Another common pitfall is not differentiating between a good and perfectly normal pain associated with using your body or resuming physical activity, and a bad pain that is a sign of aggravation of inflammation. Not understanding the difference between these two types of pain often leads people to avoid any physical activity if even the slightest bit of pain is experienced, further worsening the mechanical contributors to their pain, and becoming dependent on passive modalities. This might include an over reliance on pain killers, massage, acupuncture, etc.

It is interesting that in patients with chronic pain, education about this self-feeding paradigm of chronic pain can be enough for their pain to improve on some level.

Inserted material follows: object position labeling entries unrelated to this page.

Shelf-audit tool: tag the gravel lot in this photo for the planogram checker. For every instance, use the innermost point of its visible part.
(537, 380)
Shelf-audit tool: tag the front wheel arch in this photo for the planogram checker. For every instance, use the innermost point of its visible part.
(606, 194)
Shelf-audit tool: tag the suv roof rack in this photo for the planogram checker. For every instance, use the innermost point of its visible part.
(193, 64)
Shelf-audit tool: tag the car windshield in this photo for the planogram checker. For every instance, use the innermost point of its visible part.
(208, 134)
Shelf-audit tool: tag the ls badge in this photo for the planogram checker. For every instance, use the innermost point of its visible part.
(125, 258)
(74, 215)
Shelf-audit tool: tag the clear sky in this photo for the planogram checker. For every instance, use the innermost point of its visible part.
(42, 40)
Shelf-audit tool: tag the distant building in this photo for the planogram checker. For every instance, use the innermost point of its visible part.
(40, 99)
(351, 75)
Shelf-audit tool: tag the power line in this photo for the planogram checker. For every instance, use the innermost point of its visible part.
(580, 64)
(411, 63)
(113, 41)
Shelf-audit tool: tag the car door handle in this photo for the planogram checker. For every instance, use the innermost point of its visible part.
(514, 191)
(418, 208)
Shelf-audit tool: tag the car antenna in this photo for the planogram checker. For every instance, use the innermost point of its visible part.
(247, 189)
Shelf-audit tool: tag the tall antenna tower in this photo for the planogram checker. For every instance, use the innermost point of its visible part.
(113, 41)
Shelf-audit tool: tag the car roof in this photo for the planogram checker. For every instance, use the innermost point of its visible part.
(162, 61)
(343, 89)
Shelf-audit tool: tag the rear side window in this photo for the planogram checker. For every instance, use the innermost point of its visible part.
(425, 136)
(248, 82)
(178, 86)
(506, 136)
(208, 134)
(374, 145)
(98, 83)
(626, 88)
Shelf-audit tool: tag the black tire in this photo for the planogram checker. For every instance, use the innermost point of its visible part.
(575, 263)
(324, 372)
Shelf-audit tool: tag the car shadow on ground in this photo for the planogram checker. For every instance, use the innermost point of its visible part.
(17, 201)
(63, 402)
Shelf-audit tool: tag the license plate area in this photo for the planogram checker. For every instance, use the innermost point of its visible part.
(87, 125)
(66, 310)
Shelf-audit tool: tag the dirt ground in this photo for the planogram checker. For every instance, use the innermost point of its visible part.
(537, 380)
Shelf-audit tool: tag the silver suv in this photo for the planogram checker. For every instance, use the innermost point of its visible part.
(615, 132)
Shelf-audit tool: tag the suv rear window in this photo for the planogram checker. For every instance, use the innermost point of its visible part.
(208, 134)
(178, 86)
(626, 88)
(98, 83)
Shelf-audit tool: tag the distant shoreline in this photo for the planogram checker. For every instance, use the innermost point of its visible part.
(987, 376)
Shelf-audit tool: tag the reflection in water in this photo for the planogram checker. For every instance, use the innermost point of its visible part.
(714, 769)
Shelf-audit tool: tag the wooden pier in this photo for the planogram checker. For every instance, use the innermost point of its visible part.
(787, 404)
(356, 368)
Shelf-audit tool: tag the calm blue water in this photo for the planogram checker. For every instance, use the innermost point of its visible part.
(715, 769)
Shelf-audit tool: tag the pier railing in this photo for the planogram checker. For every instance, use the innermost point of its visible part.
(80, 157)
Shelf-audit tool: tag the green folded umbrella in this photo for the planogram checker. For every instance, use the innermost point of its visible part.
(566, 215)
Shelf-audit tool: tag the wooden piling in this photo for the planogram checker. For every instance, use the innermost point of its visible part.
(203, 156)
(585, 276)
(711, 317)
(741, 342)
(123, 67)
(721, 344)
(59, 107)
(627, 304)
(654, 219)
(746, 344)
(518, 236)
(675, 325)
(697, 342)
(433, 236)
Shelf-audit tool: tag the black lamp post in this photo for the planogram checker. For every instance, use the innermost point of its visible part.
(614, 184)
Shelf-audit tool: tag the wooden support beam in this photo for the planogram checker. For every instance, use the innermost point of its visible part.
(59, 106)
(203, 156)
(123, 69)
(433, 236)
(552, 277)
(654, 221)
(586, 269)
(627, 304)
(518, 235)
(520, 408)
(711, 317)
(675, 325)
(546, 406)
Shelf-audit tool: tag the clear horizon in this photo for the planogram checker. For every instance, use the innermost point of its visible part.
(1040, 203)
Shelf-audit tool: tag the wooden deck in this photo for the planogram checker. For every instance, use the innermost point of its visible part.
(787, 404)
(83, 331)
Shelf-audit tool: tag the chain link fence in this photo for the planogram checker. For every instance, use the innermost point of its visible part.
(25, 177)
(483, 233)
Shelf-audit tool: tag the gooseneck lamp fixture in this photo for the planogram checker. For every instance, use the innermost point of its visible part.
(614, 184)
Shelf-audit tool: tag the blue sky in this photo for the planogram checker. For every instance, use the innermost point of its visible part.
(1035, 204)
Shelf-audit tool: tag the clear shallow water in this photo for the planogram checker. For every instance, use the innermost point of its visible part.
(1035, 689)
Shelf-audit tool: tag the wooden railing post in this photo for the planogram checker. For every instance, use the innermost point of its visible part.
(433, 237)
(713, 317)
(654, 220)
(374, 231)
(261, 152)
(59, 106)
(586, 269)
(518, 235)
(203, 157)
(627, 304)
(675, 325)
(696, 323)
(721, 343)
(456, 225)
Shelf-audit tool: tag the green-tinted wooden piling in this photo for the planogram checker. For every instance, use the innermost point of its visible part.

A large focus of the exercise therapy for chronic pain is to help people to have confidence in their bodies again, to understand what both normal pain and a "bad" pain feel like, to realise that they can exercise safely and keep themselves fit and strong despite experiencing some normal pain, and how to safely get back into previous activities that they used to enjoy. Purely providing an exercise program is just one very small part of what is important.



Practical Tip:

What to do if you or someone you know are suffering from chronic joint or muscular pain?

- If it is still under 3-4 months from the onset of the injury, go and see your GP for advice and request a referral to a good physiotherapist.

- If the pain has lasted longer than this time (4 months +, even a year or more), you can assume that a combination of tissue injury, mechanical stresses, poor coping responses and negative beliefs about your injury are driving your chronic pain cycle. Once again see your GP for advice to rule out other causes, and request a referral to a good exercise physiologist.


The bottom line is - Don't let the pain become you.